Are commission based channels low on trust

In US car salesmen are amongst the least trusted professionals. On digging deeper one finds that they share these low rankings with advertising professionals, stockbrokers, insurance salesmen and surprisingly politicans too (Members of Congress, Senators and Governors). Have a look at the Gallup report summary below:

Gallup Sruvey Trusted Professionals

While there must be multiple reasons for people to trust certain professions and mis-trust few others, I am sure that the commission structure in a specific industry does lead to a low levels of trust.

My guess is that if consumers know that the middleman involved in the transaction could be motivated by goals that clash with theirs, they try and look at each conversation from the point of no trust.
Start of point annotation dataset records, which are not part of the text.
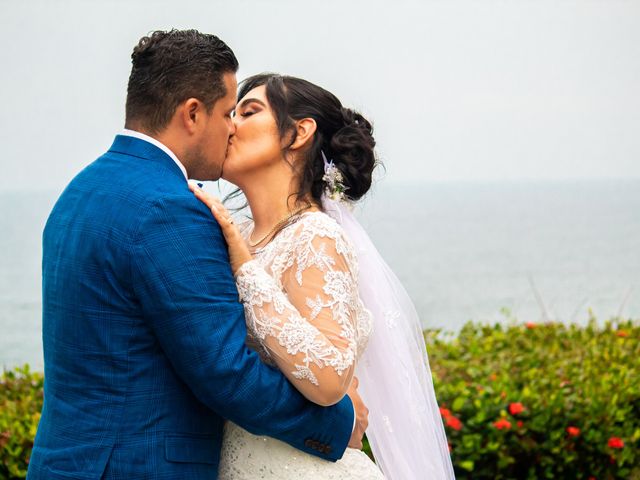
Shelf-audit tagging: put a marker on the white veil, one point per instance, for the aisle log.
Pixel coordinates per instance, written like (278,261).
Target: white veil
(405,431)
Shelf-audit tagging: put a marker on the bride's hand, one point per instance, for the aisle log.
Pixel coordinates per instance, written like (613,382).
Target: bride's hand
(238,250)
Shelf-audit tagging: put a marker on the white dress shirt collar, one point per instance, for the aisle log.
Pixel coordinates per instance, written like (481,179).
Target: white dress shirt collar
(160,145)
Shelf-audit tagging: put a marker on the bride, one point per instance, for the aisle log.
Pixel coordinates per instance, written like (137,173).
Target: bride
(320,303)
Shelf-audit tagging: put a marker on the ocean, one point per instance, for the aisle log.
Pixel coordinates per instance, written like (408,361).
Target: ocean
(488,252)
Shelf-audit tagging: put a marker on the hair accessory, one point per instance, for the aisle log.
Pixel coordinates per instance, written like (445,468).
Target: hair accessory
(333,179)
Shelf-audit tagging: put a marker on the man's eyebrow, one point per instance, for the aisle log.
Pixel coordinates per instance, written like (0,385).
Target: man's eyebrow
(250,100)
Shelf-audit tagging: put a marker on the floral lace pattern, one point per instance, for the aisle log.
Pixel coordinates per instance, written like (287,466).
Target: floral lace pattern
(301,302)
(304,315)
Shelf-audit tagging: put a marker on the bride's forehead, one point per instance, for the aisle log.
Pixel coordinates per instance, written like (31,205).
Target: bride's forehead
(259,92)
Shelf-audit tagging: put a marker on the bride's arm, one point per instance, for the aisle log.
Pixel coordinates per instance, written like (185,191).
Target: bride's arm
(310,332)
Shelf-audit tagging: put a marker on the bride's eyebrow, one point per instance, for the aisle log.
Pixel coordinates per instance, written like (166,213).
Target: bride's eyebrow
(247,101)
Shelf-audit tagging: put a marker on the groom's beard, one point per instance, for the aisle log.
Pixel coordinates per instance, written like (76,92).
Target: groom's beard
(199,168)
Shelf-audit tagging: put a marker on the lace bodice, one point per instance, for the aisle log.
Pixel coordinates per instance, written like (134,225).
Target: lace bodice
(302,307)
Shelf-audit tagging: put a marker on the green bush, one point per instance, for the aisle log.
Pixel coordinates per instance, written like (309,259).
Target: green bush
(540,401)
(21,398)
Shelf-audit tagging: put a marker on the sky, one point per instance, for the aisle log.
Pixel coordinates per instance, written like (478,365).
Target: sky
(456,90)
Take for example, an online advertising agency which typically charges you 15% of what you spend on ad-networks. I remember, doing a detailed review with my agency and discovering that they were far away from optimization basis the Click-thrus and bid-rates. My first reaction was that this team is knowingly trying to jack-up the media spends and hence their cuts. It was some 3 hours later that I realized that they were not competent enough to make sense of the numbers and reports that the ad networks shared. Their intentions were ok !

Cars, stocks and insurance policies are all complex products with multiple features and specifications. This means that there is no single correct recommendation for any given customer. 

When the customer seeks the agent to play an advisory role (whether implicitly or explicitly) and the agent himself is paid the sales commissions, the mind starts playing scenarios. And in most of these scenarios, agent has either shortchanged or duped the customer.

 Look at the top spectrum of Gallup’s survey results. Doctors, Nurses, Engineers are all selling a service rather than a product. A doctor might give us any medicine but we feel its our symptoms/ailment that got cured. Doctor is not in the business of selling medicines but of curing.